IMI-NOVA International Institute of Management
- Type: Moldovan Private Higher Educational Institution
- Established: 2005
- Rector: Valentin Răilean
- Administrative staff: 34
- Students: ca 1,800
- Address: 9 Hristo Botev Street, Chișinău, Moldova
- Website: www.imi-nova.md

= IMI-NOVA International Institute of Management =

The IMI-NOVA International Institute of Management (Institutul Internațional de Management „IMI-NOVA”) is an educational institution located in Chișinău, Moldova.

==History==
IMI Nova – was established by the Rector Valentin Railean on 25 April 1995 as a joint venture between some public and private institutions – three Moldovan academic institutions: the State University of Moldova, the Academy for the Economic Studies and the Academy of Sciences); two French Universities: the University of Grenoble Pierre Mendes and The University of Paris XI; and three companies: Bucuria SA, Victoria Bank and AFU Dresden.

==Campus and courses==
The mission of the IMI-Nova International Management Institute is to educate professional managers for integration into the modern globalized economy. IMI's core activities include MBA Programs, Executive Education Programs, Consulting Services, a PhD in Business Administration Programs and research projects. It was the first such institutes in the post Soviet Union to offer a one-year MBA program based on a western European model and it has introduced the Bologna process and the European standard of Evaluation.

The main training areas are economics, business management and international business management. The academic year is divided in semesters with an obligation to sit for exams within the provided deadline dates. Courses are delivered in three main languages: Romanian, Russian and French, with some course modules in Italian and English.

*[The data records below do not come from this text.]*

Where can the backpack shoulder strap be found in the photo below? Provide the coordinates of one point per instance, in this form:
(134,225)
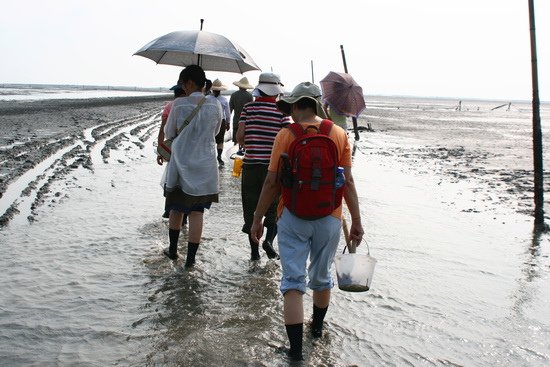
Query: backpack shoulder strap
(325,127)
(296,129)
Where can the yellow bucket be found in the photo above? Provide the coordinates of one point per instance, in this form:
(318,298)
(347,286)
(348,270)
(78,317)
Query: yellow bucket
(237,166)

The IMI uses their computer center as a tool in business research as well as preparing students for continued professional success. Using the internet is greatly encouraged and classes are designed stressing the global impacts of information technology. The institute has international agreements with universities in other countries including the University of Cassino and Southern Lazio, the University of Genova, the University of Insubria in Italy, the University of Cote d'Azur in France, the University NOVI of Amsterdam in the Netherlands. In particular there is a close link to the State University of Nice Sophia Antipolis in France which follows the Bologna process for the MBA which is delivered following the ECTS system standard.

==Staff==
As of 2009 the Rector is Valentin Railean, the deputy rector for academic and administrative affairs is Corina Railean and from 2007 the deputy rector for international relations and European Integration is Alessandro Figus, he was Honoris Causa of the institute in 2005.